Passen Winterspiele im Zeichen des Klimawandels überhaupt noch in die Zeit?

de Maizière:

In Deutschland haben wir im Moment ja reichlich Schnee...Vielleicht können wir in 20, 30 Jahren darüber noch einmal grundsätzlich reden, bis dahin, glaube ich, sind Winterspiele nötig und gut. Wir zeigen mit unserem Konzept auch, dass man nicht immer neue Anlagen in die Berge und in die Gegend bauen muss, sondern dass man vorhandene durch Umbau wie in München oder durch Aufrüstung wie in Garmisch nutzen kann. Das verstehen wir unter Nachhaltigkeit. Und deshalb sehe ich auch nichts an der Bewerbung, was kritikwürdig wäre.

Abendblatt:

Sollte sich Deutschland als eine der führenden Wirtschaftsnationen der Welt mittelfristig nicht eher um die Ausrichtung der Sommerspiele bemühen? Die haben doch eine ganz andere Dimension und Bedeutung.

de Maizière:

2012 finden die Sommerspiele in London statt, wir wissen um das starke Interesse von Paris. Europa ist also gut vertreten. Jetzt konzentrieren wir uns erst einmal auf die Winterspiele. Wenn man zu viel gleichzeitig will, dann erreicht man nichts.

Abendblatt:

Kommen wir zu den Sportlern. Wie können diese künftig noch besser vom Bund gefördert werden, wie steht es vor allem um die Vereinbarkeit des Leistungssports mit Ausbildung, Studium und Beruf, ein zentrales Problemfeld für viele Athleten?

de Maizière:

Vieles ist in der Tat nicht nur eine Frage des Geldes - die Bundesregierung stellt ja viel Geld für den Spitzensport zur Verfügung. Der Bund ist für Spitzensportler bei Bundeswehr und Bundespolizei ein guter Arbeitgeber, das wollen wir fortsetzen. Besonders für Sportler mit Behinderung ist die duale Karriere fast noch wichtiger als für Spitzensportler ohne körperliche Einschränkungen.
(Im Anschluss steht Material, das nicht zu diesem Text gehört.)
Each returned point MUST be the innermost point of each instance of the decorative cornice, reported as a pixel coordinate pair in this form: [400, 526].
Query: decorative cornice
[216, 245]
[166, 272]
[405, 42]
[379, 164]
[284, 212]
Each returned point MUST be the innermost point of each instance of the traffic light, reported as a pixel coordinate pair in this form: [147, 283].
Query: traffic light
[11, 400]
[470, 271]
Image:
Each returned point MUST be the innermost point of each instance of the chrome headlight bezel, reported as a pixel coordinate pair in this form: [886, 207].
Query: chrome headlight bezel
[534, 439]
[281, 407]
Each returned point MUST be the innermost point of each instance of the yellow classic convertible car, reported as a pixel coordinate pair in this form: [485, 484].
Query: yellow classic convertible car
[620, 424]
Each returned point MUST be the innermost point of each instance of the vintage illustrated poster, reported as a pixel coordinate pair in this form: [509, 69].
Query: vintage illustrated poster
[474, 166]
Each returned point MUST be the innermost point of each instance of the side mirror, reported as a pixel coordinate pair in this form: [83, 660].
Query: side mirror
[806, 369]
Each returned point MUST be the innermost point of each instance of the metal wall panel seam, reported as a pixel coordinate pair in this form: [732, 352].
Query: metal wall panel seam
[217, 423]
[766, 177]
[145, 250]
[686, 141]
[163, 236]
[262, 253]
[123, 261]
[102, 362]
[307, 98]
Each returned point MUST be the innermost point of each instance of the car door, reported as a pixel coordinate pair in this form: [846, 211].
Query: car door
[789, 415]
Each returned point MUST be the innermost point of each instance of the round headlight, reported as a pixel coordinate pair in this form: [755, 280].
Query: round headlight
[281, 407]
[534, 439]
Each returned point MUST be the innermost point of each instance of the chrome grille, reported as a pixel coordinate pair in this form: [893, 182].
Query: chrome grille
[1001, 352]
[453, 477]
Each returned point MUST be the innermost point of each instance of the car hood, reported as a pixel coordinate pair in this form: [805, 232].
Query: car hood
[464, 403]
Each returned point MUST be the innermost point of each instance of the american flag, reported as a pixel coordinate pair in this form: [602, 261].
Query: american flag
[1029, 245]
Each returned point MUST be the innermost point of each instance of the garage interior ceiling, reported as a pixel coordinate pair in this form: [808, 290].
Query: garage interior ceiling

Ich möchte darum mehr auf die Wirtschaft zugehen. Das habe ich auch mit Thomas Bach, dem Präsidenten des Deutschen Olympischen Sportbundes, und mit Theo Zwanziger, dem Präsidenten des Deutschen Fußball-Bundes, vereinbart, dass beide in ihren Gesprächen mit der Wirtschaft die Möglichkeiten für duale Karrieren ansprechen und ausloten.

Abendblatt:

Wo werden Sie weitere Schwerpunkte setzen?

de Maizière:

Wir müssen uns auf die Trainer konzentrieren, die oft ein bisschen im Schatten stehen, die angesichts ihres Engagements und ihrer Kompetenz oft unterbezahlt sind. Das scheint mir sehr wichtig zu sein. Und wir müssen uns in der Förderung stärker auf die aussichtsreichen Sportarten konzentrieren, so schwierig das auch sein mag. Wir können nicht mehr alle Sportarten im gleichen Ausmaß unterstützen. Dazu haben wir nicht die finanziellen Mittel.

Abendblatt:

Ist die Förderung des Spitzensports angesichts der angespannten Haushaltslage inzwischen nicht ein Luxus, den sich Deutschland eigentlich nicht mehr leisten kann? Braucht Deutschland den Spitzensport noch als imagebildenden Faktor?

de Maizière:

Absolut! Spitzensport ist zudem nicht nur ein imagebildender Faktor, Sie werden auch den Breitensport nicht aufrechterhalten können ohne den Spitzensport. Breite braucht Spitze, und Spitze braucht Breite. Das bedingt sich. Ein weiterer Punkt: Sport ist ein wichtiger Identifikationsfaktor für unsere Nation, wie zuletzt die Fußball-WM 2006 gezeigt hat. Diese Identifikation geht nur über den Spitzensport.